Do you have to pay your dues nowadays for the Zero style of skating? Is it still possible the same way as you get older?

Maybe when I’m 60, I won’t be able to grind handrails, but I’m 42 and I’m still grinding handrails and jumping down stairs. I mean I can’t do it as easily and as pain free as when I was younger, but if you keep skating and keep falling down then you can stay in shape for this type of skating. If you ever stop falling down, it starts to hurt, but I try to fall down every other day as much as I can. I know it sounds weird, but when I go to the skatepark, I don’t think about how not to fall. I just try the tricks I wanna try and I try to keep falling regularly, so that feeling never goes away and starts feeling foreign. If you fall one day a week, it hurts. But if you fall three to four days a week, you’re used to it. So every time I go skating, I try to make sure I’m skating hard enough to fall. I usually try and fall five or ten times. I know that sounds kinda weird, but I wanna push myself, so I’m not making every try and I’m having to get out of stuff and roll out.

slam

What’s planned next for Zero?

I think it’s continuing the legacy of the past and combining it with new team riders and artists that we feel inspired by today to have half the line very traditional Zero and then have some new art. I don’t ever wanna get stagnant where we only do what we used to do. Even though it doesn’t always sell that good, I just feel like we need to be evolving as a brand and I wanna continue doing new stuff. There’s gotta be a thread that ties all the graphics together, but I really wanna continue to evolve. And then team riders, that’s a constant evolution as well. Franky Villani and Chris Wimer, the two new guys on the team, they’re a combination of new and old Zero.

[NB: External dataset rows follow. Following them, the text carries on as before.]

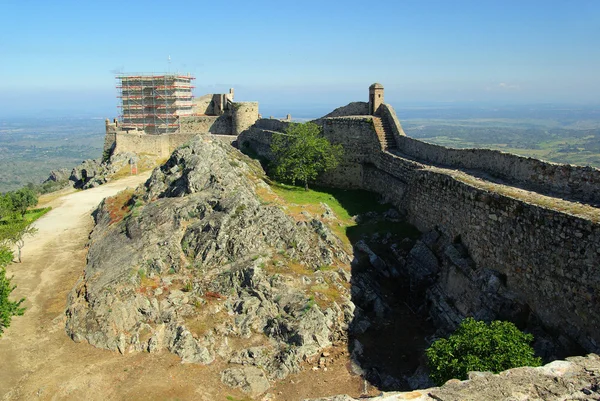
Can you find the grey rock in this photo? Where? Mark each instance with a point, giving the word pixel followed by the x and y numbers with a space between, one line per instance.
pixel 249 379
pixel 422 263
pixel 193 250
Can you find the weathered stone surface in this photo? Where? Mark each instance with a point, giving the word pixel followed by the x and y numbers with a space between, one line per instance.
pixel 541 249
pixel 577 378
pixel 249 379
pixel 199 258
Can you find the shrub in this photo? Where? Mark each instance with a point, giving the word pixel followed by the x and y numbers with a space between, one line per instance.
pixel 8 308
pixel 477 346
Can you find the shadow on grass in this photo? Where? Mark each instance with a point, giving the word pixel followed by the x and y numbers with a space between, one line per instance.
pixel 387 336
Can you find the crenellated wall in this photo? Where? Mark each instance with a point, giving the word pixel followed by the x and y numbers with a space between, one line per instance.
pixel 244 115
pixel 550 259
pixel 220 125
pixel 572 182
pixel 157 145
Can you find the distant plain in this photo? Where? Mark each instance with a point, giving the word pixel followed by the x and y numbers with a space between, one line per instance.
pixel 31 147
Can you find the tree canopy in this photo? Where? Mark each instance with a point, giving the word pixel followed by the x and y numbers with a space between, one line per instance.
pixel 8 308
pixel 477 346
pixel 302 153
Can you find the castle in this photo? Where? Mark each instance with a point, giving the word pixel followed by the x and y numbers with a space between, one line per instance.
pixel 159 114
pixel 534 224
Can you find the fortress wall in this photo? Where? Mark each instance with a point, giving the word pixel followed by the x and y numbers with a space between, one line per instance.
pixel 258 140
pixel 142 143
pixel 356 134
pixel 550 259
pixel 176 140
pixel 576 182
pixel 388 113
pixel 272 124
pixel 244 115
pixel 221 125
pixel 358 137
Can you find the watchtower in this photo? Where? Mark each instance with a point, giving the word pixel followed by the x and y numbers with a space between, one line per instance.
pixel 375 98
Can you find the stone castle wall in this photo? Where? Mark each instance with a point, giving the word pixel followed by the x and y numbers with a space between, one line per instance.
pixel 574 182
pixel 550 258
pixel 244 115
pixel 157 145
pixel 220 125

Although you started other brands as well, was Zero always the most important one for you?

Yeah, Zero has always been the one that’s closest to my heart because it was the first project I ever started. I started other projects to help give opportunities to others and continue to progress what we’re working on as a distribution, but I found that all those projects were fun and it was great to work with those team riders, a lot of those things took away from Zero and my ability to focus on it. As bitter sweet as it is to say goodbye to some of those companies, it’s been really refreshing to be able to have the headspace and the time to be able to work on Zero like I could have in order to see Zero reach its potential.

How did things change when you shifted Zero from Blackbox to Dwindle?

Things were changing at Blackbox and it was the end of that era and I really wanted to find a home for Zero and Fallen, so they could get the support they needed from the backend and I didn’t want to deal with logistics anymore, with manufacturing and distribution. I just wanted to get back to the creative and the marketing side of the brand. I didn’t start it, because I love selling things. I started it because I love creating things. For Zero now we’re trying to figure out what’s next. Dwindle’s been a great partner, it’s an amazing company with amazing people, but we have to decide if it’s gonna be best for Zero to stay there, or maybe being independent would be best for it. So we’re trying to figure that out right now and we’ll work with them on the transition, whether we stay there or whether we move on. We’ll see where it goes. [Zero has parted ways with Dwindle in the meantime, editors note] Right now we’re a small brand and they have a big distribution, sometimes when you’re small, the best thing is to be small and to act quickly and be nimble. As a part of a bigger distribution, it’s harder to do that.